2025年,全国活跃的地偶团体已达数百个,却几乎没有真正实现“地下转地上”的团体。
这不是地偶不想上去,而是缺乏可行的上升通道。在中国,地下与地上之间,是一个断层。
一、地下转地上:为何几乎是"不可能的任务"
1. 媒体曝光权的绝对垄断
在日本,地下偶像有成熟的上升方式:地下livehouse → SNS人气上升 → 电视曝光 → 主流出道。但中国的媒体格局与此完全不同:
1)中间地带的缺失:在日本有深夜档栏目与公演直播可以提供“半地上”曝光空间,但当今中国缺乏这种过渡性曝光机会,这使得地偶难以将“半地上”作为跳板。SNH48曾是最接近“中间层”的存在,然而尝试以失败告终。
2)短视频内卷:日本地偶可以靠TikTok等SNS平台实现破圈(如FruitsZipper、Ano等)。但中国作为短视频用户最庞大的市场,流量推送算法成熟,地偶内容被归类为"二次元小众"文化,难以突破信息茧房。

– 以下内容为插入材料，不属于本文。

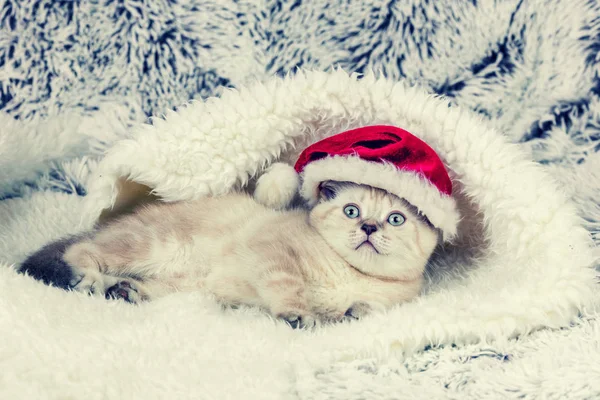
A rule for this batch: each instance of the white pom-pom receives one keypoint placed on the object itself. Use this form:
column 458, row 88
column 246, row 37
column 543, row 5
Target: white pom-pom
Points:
column 277, row 187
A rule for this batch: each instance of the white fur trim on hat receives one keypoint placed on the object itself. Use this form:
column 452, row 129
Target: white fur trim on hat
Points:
column 277, row 187
column 439, row 209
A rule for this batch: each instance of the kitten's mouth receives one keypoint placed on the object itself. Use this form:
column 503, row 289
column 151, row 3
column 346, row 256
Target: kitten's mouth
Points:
column 367, row 243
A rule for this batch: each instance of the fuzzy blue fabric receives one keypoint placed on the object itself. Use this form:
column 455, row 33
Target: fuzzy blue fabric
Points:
column 531, row 67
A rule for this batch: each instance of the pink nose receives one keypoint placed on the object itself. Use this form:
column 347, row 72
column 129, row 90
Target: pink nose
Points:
column 368, row 228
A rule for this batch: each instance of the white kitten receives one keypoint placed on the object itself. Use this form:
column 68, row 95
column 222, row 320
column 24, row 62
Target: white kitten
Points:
column 358, row 248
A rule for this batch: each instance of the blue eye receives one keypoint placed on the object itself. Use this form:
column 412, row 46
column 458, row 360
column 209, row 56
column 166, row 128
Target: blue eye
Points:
column 351, row 211
column 396, row 219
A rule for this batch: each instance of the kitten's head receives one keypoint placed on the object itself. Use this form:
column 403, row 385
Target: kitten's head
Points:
column 377, row 233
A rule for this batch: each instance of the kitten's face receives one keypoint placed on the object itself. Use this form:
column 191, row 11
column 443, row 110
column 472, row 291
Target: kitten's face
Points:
column 377, row 233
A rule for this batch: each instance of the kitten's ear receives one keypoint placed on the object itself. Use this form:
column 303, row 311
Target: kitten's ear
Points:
column 328, row 190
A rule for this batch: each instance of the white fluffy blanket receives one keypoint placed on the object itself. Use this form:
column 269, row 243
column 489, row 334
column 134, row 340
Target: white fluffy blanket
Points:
column 523, row 262
column 76, row 76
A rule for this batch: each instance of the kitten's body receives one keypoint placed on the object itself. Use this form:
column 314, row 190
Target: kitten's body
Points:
column 298, row 266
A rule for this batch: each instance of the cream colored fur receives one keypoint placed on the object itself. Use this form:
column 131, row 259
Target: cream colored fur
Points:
column 300, row 267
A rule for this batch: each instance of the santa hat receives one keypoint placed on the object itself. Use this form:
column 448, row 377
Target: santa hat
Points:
column 384, row 157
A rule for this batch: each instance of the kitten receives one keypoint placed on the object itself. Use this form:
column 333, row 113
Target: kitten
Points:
column 358, row 248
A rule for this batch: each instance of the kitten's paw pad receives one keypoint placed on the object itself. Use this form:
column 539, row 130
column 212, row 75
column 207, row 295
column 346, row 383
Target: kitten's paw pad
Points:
column 277, row 187
column 358, row 310
column 124, row 290
column 297, row 321
column 90, row 283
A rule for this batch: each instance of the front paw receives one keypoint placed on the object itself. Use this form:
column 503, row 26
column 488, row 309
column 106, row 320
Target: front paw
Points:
column 359, row 310
column 89, row 282
column 298, row 321
column 127, row 291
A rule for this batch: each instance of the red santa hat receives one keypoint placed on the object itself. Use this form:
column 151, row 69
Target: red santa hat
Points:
column 384, row 157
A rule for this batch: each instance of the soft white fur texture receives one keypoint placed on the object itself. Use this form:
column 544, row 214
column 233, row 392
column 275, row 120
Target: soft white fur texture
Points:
column 441, row 210
column 533, row 270
column 277, row 186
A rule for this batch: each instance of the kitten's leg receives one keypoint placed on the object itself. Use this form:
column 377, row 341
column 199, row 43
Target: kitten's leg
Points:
column 96, row 272
column 283, row 293
column 135, row 291
column 85, row 261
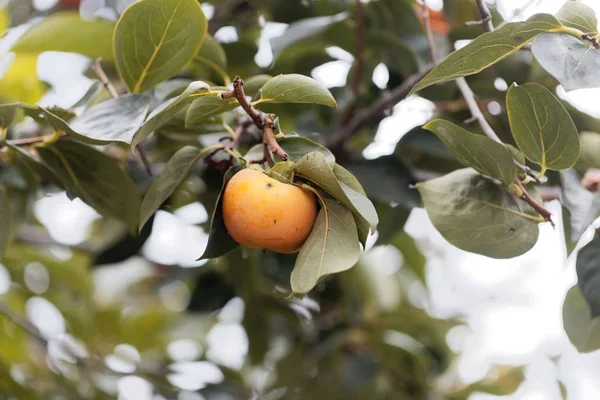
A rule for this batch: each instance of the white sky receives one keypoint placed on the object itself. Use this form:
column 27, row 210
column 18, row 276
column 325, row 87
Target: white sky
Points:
column 512, row 308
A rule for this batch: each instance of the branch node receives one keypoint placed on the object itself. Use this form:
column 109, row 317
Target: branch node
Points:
column 593, row 40
column 270, row 142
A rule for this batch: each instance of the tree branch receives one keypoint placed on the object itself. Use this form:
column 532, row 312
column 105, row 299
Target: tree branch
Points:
column 486, row 17
column 469, row 97
column 238, row 93
column 270, row 142
column 97, row 68
column 429, row 33
column 260, row 119
column 386, row 101
column 540, row 209
column 360, row 46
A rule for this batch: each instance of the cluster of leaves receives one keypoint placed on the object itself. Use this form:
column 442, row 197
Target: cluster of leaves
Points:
column 162, row 55
column 168, row 72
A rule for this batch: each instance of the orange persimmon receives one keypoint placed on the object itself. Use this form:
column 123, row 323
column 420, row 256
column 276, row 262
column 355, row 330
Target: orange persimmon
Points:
column 262, row 212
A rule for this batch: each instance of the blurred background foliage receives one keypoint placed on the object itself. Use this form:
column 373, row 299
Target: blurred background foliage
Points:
column 116, row 316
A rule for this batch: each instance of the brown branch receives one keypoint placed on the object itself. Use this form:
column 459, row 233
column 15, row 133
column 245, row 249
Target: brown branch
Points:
column 540, row 209
column 429, row 33
column 386, row 101
column 240, row 96
column 486, row 17
column 270, row 143
column 260, row 119
column 469, row 97
column 477, row 115
column 360, row 46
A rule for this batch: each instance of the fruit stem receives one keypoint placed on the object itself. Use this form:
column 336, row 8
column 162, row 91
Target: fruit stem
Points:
column 270, row 143
column 261, row 120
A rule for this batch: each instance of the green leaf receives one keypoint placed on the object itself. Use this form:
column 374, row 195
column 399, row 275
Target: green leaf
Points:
column 5, row 221
column 574, row 63
column 295, row 88
column 346, row 177
column 582, row 329
column 206, row 107
column 314, row 168
column 155, row 39
column 488, row 49
column 114, row 120
column 422, row 149
column 296, row 147
column 583, row 205
column 219, row 240
column 255, row 83
column 167, row 111
column 541, row 126
column 95, row 178
column 33, row 164
column 304, row 29
column 283, row 171
column 56, row 121
column 212, row 55
column 516, row 153
column 393, row 50
column 579, row 16
column 479, row 152
column 7, row 114
column 169, row 179
column 476, row 215
column 386, row 180
column 589, row 154
column 67, row 32
column 331, row 247
column 588, row 274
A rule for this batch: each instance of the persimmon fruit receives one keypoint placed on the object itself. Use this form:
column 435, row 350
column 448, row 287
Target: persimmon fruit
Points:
column 261, row 212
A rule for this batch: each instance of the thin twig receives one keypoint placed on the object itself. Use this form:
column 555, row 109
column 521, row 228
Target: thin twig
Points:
column 270, row 143
column 385, row 101
column 26, row 141
column 517, row 12
column 360, row 46
column 260, row 119
column 469, row 97
column 429, row 33
column 540, row 209
column 145, row 161
column 477, row 115
column 240, row 96
column 97, row 68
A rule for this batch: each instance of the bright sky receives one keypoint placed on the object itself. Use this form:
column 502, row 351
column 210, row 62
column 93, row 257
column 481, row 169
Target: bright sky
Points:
column 512, row 308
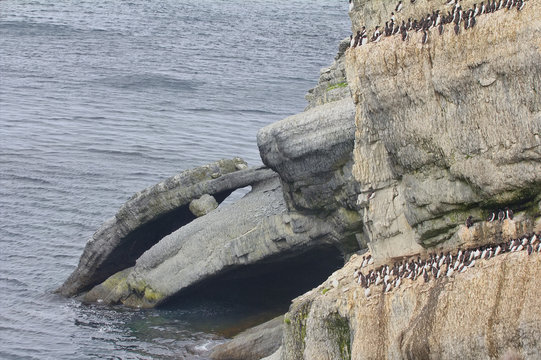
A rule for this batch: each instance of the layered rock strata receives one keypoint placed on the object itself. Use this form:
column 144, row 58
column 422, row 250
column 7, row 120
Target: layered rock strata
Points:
column 446, row 129
column 253, row 344
column 332, row 85
column 312, row 153
column 255, row 229
column 482, row 313
column 151, row 214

3)上升通道的关闭:选秀禁令后,偶像缺乏系统性出口。偶练、创造营时代是最后一次"批量造星"。2021年后这个通道彻底关闭,而国内地偶的爆发是在2023年,时机的错配试地偶失去上升通道。
2. 能力断层的结构性困境
地下偶像成员以素人为主,入行门槛极低,绝大多数团体采用"招募即出道"的速成机制,成员缺乏基础性的唱跳培训。
这种"零成本培养"模式导致素人偶像的舞台水平呈现高度分化:少数具备舞蹈或表演天赋者能够维持舞台基本完成度,而多数成员仅依靠B站自学扒舞、周末碎片排练等方式维持演出水平,技术精度与舞台表现力难以保证。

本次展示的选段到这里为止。